Ma non è finita qui.
Proprio oggi, alle 22 ore italiane, la Nasa ha convocato una conferenza stampa (anche in webcast) per annunciare le scoperte che giungono fresche fresche da Kepler. «Un intrigante sistema planetario», si limita ad anticipare l’agenzia spaziale, nell’invito ai giornalisti.
Per essere davvero "intrigante" – quindi capace di replicare le condizioni del nostro – un sistema solare deve avere parecchi requisiti: non bastano certo le dimensioni terrestri e la moderata gravità, a rendere un pianeta adatto alla chimica organica. Se l’orbita della Terra fosse più eccentrica di quella attuale; se l’asse di rotazione non fosse inclinato; se la rotazione avvenisse in 180 giorni invece che in 24 ore; se i mari occupassero il 10% della superficie, invece che il 70; se non ci fosse quel piccolo 0,039% di anidride carbonica nell’atmosfera, questo pianeta non sarebbe quel paradiso biologico che è.

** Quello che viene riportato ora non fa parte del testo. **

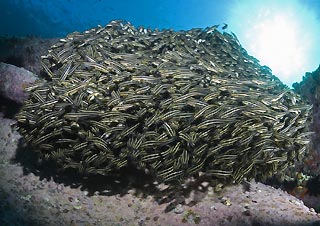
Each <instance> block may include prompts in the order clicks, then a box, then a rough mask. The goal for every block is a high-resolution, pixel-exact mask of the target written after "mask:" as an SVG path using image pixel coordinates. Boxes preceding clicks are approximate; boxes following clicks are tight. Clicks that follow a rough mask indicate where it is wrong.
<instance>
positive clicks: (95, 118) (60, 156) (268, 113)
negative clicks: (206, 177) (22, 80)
mask: <svg viewBox="0 0 320 226" xmlns="http://www.w3.org/2000/svg"><path fill="white" fill-rule="evenodd" d="M42 66H43V69H44V70H45V71H46V73H47V82H43V81H41V82H37V83H35V84H33V85H32V86H30V87H28V88H27V91H30V92H31V95H30V98H29V99H28V100H27V101H25V104H24V106H23V107H22V109H21V111H20V113H19V114H18V115H17V117H16V118H17V121H18V122H17V125H18V127H19V132H20V133H21V134H22V135H23V136H24V138H25V141H26V142H27V143H29V144H30V145H32V146H33V147H34V150H35V151H37V152H38V153H39V158H40V159H45V160H50V161H53V162H55V163H57V166H58V168H60V169H73V170H76V171H78V172H79V173H81V174H84V175H90V174H100V175H111V174H114V173H117V172H118V171H119V170H120V169H122V168H124V167H133V168H135V169H139V170H142V171H144V172H146V173H148V174H151V175H154V177H155V180H159V181H164V182H168V183H169V182H172V183H174V182H183V181H184V180H185V179H187V178H189V177H192V176H195V177H197V176H199V175H205V176H208V177H213V178H221V179H223V180H228V181H235V182H240V181H242V180H243V178H245V177H246V178H256V179H259V180H264V179H266V178H268V177H270V176H272V175H273V174H275V173H279V174H283V173H284V172H285V170H286V169H287V168H288V167H290V166H293V165H294V164H295V163H296V162H297V161H301V159H302V158H303V157H304V155H305V153H306V152H307V151H308V143H309V136H310V133H309V128H308V127H309V122H310V110H311V106H309V105H307V104H306V103H305V102H304V101H303V100H302V99H301V98H300V96H299V95H298V94H296V93H295V92H293V91H292V90H291V89H289V88H288V87H286V86H285V85H284V84H282V83H281V81H279V79H278V78H277V77H275V76H274V75H272V74H271V71H270V70H269V69H268V68H267V67H264V66H261V65H259V63H258V60H256V59H255V58H254V57H252V56H249V55H248V54H247V52H246V50H245V49H243V48H242V47H241V45H240V43H239V41H238V40H237V38H236V36H235V35H234V34H233V33H232V34H229V33H226V32H223V33H221V32H220V31H218V30H217V28H216V27H215V26H213V27H208V28H205V29H191V30H188V31H178V32H176V31H172V30H161V31H160V30H157V29H156V30H151V29H145V28H143V27H138V28H135V27H134V26H132V25H131V24H130V23H128V22H125V21H111V22H110V23H109V24H108V25H106V26H105V27H101V26H99V27H97V28H93V29H91V30H88V31H85V32H83V33H79V32H75V33H72V34H69V35H68V36H67V37H66V38H64V39H60V41H59V42H58V43H56V44H55V45H53V46H52V47H51V49H50V50H49V52H48V54H47V55H46V56H43V57H42Z"/></svg>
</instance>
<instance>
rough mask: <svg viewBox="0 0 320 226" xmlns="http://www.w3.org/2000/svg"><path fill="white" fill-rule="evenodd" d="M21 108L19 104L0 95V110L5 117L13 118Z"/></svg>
mask: <svg viewBox="0 0 320 226" xmlns="http://www.w3.org/2000/svg"><path fill="white" fill-rule="evenodd" d="M20 108H21V104H18V103H16V102H14V101H13V100H10V99H8V98H5V97H3V96H1V95H0V112H2V113H3V115H4V117H5V118H10V119H13V118H14V116H15V115H16V114H17V113H18V111H19V110H20Z"/></svg>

Difatti,c’è chi crede che la Terra sia un fenomeno irripetibile. Nel libro Rare Earth , pubblicato dieci anni fa da Peter Ward e Donald Brownlee, si ipotizza che l’apparizione della vita multicellulare sia un evento irripetibile, perché basato su una serie di troppe circostanze geologiche e astrofisiche.

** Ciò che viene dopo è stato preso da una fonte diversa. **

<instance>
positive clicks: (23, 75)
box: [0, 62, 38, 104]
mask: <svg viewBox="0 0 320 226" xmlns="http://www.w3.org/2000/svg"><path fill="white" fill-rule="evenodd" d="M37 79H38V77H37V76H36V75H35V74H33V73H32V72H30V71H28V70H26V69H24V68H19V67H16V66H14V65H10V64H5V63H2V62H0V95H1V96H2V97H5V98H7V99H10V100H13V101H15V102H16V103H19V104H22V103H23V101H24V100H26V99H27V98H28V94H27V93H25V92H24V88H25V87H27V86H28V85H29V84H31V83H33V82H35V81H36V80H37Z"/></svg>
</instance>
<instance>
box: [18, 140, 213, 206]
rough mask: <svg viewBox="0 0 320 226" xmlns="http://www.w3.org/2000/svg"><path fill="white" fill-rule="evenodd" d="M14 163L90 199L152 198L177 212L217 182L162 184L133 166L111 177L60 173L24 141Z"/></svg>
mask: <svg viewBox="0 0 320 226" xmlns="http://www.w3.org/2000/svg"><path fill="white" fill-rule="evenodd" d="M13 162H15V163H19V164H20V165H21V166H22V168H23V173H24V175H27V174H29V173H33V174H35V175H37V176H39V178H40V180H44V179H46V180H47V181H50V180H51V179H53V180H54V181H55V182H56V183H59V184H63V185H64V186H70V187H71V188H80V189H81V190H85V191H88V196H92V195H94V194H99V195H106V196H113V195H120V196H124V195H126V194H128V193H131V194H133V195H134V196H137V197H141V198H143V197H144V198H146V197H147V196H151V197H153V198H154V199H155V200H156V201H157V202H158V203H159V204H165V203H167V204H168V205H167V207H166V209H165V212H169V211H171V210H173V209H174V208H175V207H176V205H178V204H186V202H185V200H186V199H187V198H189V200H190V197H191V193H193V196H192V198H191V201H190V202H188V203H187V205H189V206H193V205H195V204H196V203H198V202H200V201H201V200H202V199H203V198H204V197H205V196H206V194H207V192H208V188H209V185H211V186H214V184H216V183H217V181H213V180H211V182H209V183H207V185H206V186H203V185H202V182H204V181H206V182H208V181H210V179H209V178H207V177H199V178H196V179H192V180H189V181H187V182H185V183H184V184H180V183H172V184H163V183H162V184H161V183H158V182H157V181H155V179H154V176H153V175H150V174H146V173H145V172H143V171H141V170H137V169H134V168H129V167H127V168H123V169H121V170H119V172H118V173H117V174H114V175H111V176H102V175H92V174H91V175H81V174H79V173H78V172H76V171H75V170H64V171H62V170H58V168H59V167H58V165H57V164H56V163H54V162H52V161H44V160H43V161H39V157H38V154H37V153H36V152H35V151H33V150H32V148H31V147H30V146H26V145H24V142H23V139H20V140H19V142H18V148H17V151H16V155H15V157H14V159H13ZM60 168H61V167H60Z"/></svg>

L’ipotesi della «Terra rara» si scontra con l’opposto «Principio della mediocrità» – anche chiamato Principio Copernicano – secondo il quale questo pianeta non è che un comune ammasso di roccia, in un comune sistema planetario, in un angolo qualsiasi di una galassia come tante. Lo scienziato e divulgatore Carl Sagan e l’astrofisico Frank Drake, direttore del progetto Seti e autore della celebre equazione che porta il suo nome (della quale parliamo più avanti) sono stati i maggiori propugnatori della mediocrità terrestre. «Chi tiene il posto migliore nell’universo?», si chiedeva Johannes Kepler, magari nel disperato tentativo di conciliare Copernico con le Scritture. Da allora, sono passati quattro secoli esatti e la sua domanda è sempre aperta. Ma il bello, è che la scienza di una specie intelligente, in un sistema solare di periferia, si è finalmente messa in cammino. La risposta è forse lontana. Ma anche un po’ più vicina.